Parking was plentiful at Angel Stadium, as the field was almost completely surrounded by parking lots. By MLB standards, parking was relatively cheap ($10.00), and arriving almost two hours before the first pitch, we had our choices of spots. Since there was not much to see immediately adjacent to the ballpark, we encircled the stadium before entering through the gate behind home plate.
Angel Stadium has undergone several configuration changes since it first opened in 1966. Originally constructed with an open outfield, the stadium was completely enclosed in 1980, when the NFL’S Los Angeles Rams relocated to Anaheim. The enclosure increased the stadium’s capacity from 43,000 to over 63.000, where it remained through 1997. Following the departure of the Rams, the stadium was renovated, removing the enclosure, restoring the view of the mountains in centerfield.
Replacing the enclosure in the outfield was perhaps the stadium’s most interesting feature, the “Rock Pile”. Also known as the California Spectacular, the rock formation was adorned with real trees, fake boulders and a geyser which spouts water that cascades down the rocks. This feature is always prominently displayed during national broadcasts from Angel Field.
The “Rock Pile” was accessible via the concourse that encircled the stadium, and not surprising, it was a popular destination. Our tour of the stadium revealed it to be a former multi purpose stadium reborn into a baseball park following the renovations in the late 1990s. A large scoreboard in right centerfield was augmented by a smaller scoreboard in left centerfield, giving Angel Stadium a more modern look.
Following our trip around the stadium, we visited one of the many concession stands on the lower level to obtain our baseball dinner. Despite the Angels being a sub .500 team, the ticket demand was so high that we were only able to secure upper deck seats behind home plate. The climb was worth it; the view of the ballpark from our perch could not have been better.

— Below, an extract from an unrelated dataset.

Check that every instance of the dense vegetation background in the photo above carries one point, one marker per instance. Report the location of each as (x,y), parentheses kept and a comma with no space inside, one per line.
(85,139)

The starting pitching matchup feature two journeyman right handers. Gil Meche, taking the ball for the visiting Seattle Mariners, and John Lackey, toeing the rubber for the hometown Angels, were both in the middle of mediocre seasons. Clearing skies, light winds and mild temperatures set the stage for a pleasant evening, with Lackey delivering the first pitch at 707 pm PDT.
Leading off for the Seattle Mariners was rIght fielder Ichiro Suzuki. Ichiro was off to yet another great start, leading the American League in hitting at .369. In his sixth season with the Mariners, Ichiro was rapidly becoming the best hitter of his era, and a major draw while on the road. He did not disappoint this night, collecting three hits and scoring three runs. However, Ichiro grounded out to start the game, with the teams going scoreless early in the contest.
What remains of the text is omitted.